Launch a blocking interactive chat loop in the terminal:

chat.interactive()

Commands inside the interactive loop:

  • /clear — reset conversation
  • /history — print message list
  • /help — show commands
  • Ctrl-C — exit

Text Completion

For non-chat use cases (continuing a text prompt):

text = model.complete("Once upon a time", max_tokens=200, temperature=0.8)
print(text)

Streaming Completion

for chunk in model.complete_stream("The quick brown fox", max_tokens=100):
    print(chunk, end="", flush=True)
print()

Generation Parameters

All generation methods accept these parameters:

Parameter Default Description
max_new_tokens 512 Maximum number of tokens to generate.
temperature 1.0 Sampling temperature. 0 = greedy, higher = more random.
top_k 50 Restrict sampling to the top-k most likely tokens. None to disable.
top_p 0.9 Nucleus sampling threshold. None to disable.
repetition_penalty 1.15 Multiplicative penalty applied to every token already present in the context. Positive logits are divided by the penalty; negative logits are multiplied — both directions make the token less likely. 1.0 disables. Defaults are tuned for small language models, which are more prone to degenerate repetition.
frequency_penalty 0.1 Additive penalty proportional to how many times each token has appeared. Logits are reduced by frequency_penalty × count, discouraging high-frequency tokens more strongly than low-frequency ones. 0.0 disables.

Model Information

model = bclm.load("bclm-1-small-preview")

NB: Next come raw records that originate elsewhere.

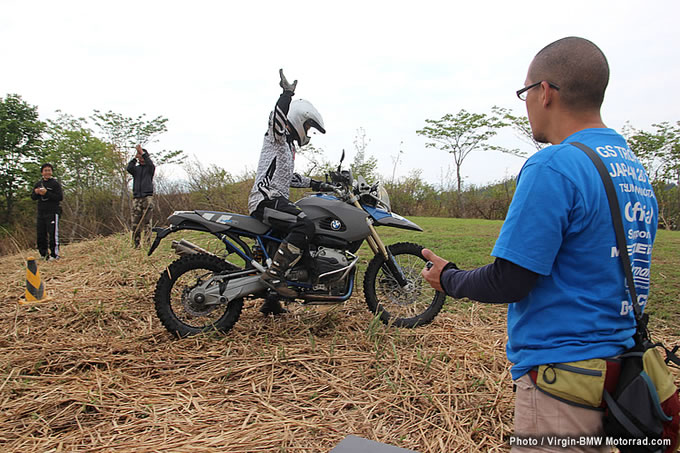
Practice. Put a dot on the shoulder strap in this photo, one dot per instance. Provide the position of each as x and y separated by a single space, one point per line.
620 237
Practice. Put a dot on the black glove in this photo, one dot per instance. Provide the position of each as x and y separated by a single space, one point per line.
285 84
319 186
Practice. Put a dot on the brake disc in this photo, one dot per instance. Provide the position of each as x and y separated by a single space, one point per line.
194 306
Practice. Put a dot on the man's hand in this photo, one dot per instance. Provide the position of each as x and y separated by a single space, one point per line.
285 84
319 186
433 274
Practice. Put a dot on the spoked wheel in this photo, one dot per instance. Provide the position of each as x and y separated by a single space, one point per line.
414 305
181 308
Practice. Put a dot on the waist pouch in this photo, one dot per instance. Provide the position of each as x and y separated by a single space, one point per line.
580 383
636 391
645 403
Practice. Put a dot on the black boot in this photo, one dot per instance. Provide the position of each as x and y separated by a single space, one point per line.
272 305
286 256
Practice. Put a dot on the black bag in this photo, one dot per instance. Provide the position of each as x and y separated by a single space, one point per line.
645 407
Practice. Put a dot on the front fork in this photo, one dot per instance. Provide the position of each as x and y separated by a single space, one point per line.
376 244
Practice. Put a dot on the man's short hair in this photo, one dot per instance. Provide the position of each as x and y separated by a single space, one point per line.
578 67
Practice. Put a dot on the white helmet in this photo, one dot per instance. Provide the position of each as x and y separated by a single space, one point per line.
302 115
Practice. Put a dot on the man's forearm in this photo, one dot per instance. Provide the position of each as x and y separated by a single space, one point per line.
499 282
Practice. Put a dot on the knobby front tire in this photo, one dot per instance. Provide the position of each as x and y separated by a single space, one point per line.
415 305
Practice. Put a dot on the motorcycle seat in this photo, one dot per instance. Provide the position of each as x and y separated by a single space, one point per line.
229 220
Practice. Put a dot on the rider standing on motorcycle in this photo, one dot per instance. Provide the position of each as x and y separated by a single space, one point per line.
268 200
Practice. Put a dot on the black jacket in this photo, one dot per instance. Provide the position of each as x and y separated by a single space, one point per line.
142 176
48 203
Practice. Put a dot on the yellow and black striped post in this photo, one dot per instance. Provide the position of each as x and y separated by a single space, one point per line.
35 288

# Architecture name (e.g., "BCLM1Model")
print(model.architecture)

# Model config object
print(model.config)

# Parameter count
print(f"{model.num_parameters / 1e6:.1f}M parameters")

# Device and dtype
print(model.device, model.dtype)

Advanced: Direct Access

For advanced use cases, you can access the underlying PyTorch modules:

model = bclm.load("bclm-1-small-preview")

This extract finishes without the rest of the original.